邓小平卷着行李到黄埠头村蹲了下来,将那些不称职的干部一个个撤换,挨家挨户地访,一块田一块田地看,重新丈量,将田按肥瘦水源分为甲乙丙三类,以原耕为基础,按人口和劳力进行重新分配,肥瘦分均,多少拉平。
黄木生来到自己新分到的田里,抓起一把黑黝黝的泥土:“这回我才算真正翻身了。”
《我的父亲邓小平》里记载,邓小平在给儿女们讲故事时说:“我在瑞金时搞土地革命,制定分田政策。有人说小孩子不应分田,我就对他们讲:四川的俗话说,‘三岁小子,吃死老子。小孩子吃得也不少呀,所以也应该分田。后来他们接受了我的意见。”优抚工作也是邓小平的一个重点。那时,劳动力和耕牛是当时困扰根据地人民的两大难题。由于大批青壮年参加了红军,苏维埃政府成立了犁牛合作社,有组织、有计划地调剂劳动力,将没收地主的和集资购买的耕牛调剂使用。各级苏维埃政府号召农民集股买牛。个人可向信用合作社贷款,农民也可租借别人的耕牛使用。有了人,有了牛,新政权还从长计议,大力开垦荒地,兴修水利。
1932年春,家住筠门岭小吉村的红军战士刘泮林在战斗中牺牲了,分到的田地无人帮耕。
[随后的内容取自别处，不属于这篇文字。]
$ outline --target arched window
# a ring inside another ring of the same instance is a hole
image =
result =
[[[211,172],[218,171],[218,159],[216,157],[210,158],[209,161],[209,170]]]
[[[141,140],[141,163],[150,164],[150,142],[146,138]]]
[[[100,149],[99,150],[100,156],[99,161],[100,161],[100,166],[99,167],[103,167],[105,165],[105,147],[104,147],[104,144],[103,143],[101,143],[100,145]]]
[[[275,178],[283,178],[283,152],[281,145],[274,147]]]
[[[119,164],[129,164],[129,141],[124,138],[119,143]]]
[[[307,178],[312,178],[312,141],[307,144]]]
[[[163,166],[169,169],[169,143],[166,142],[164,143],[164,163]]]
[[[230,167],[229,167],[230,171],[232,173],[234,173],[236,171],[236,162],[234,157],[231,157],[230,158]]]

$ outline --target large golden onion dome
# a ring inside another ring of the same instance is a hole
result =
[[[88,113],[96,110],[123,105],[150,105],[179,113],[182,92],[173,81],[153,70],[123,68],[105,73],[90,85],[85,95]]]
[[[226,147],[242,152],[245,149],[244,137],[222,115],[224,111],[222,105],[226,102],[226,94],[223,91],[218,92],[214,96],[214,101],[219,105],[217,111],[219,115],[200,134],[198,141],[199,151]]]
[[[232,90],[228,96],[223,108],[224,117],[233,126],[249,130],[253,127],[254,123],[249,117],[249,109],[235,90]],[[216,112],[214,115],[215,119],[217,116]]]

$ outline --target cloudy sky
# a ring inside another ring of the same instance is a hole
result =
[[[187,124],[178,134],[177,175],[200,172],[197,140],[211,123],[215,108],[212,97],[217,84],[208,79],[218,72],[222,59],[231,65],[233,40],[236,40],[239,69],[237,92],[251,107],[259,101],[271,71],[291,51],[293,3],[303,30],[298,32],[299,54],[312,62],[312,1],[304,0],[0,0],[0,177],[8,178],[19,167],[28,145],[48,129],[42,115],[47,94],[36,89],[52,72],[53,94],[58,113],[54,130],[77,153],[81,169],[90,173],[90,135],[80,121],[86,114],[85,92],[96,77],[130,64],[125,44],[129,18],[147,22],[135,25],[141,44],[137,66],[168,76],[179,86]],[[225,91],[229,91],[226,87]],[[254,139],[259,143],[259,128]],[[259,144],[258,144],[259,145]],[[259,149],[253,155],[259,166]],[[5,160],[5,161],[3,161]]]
季节催人,急得刘嫂团团转。邓小平知道了,第二天派了几名干部战士帮刘嫂家翻地耙田,完成了抢种。
一个伟人,从根本上说,是一个极富同情心的人。这是放之四海而皆准的。
只是,在那个时代,邓小平的名字还必须穿越更多的阻力与干扰,才能被我们听清。最终,这个名字会从苦难中慢慢升起,升到我们一抬头就看见的高度。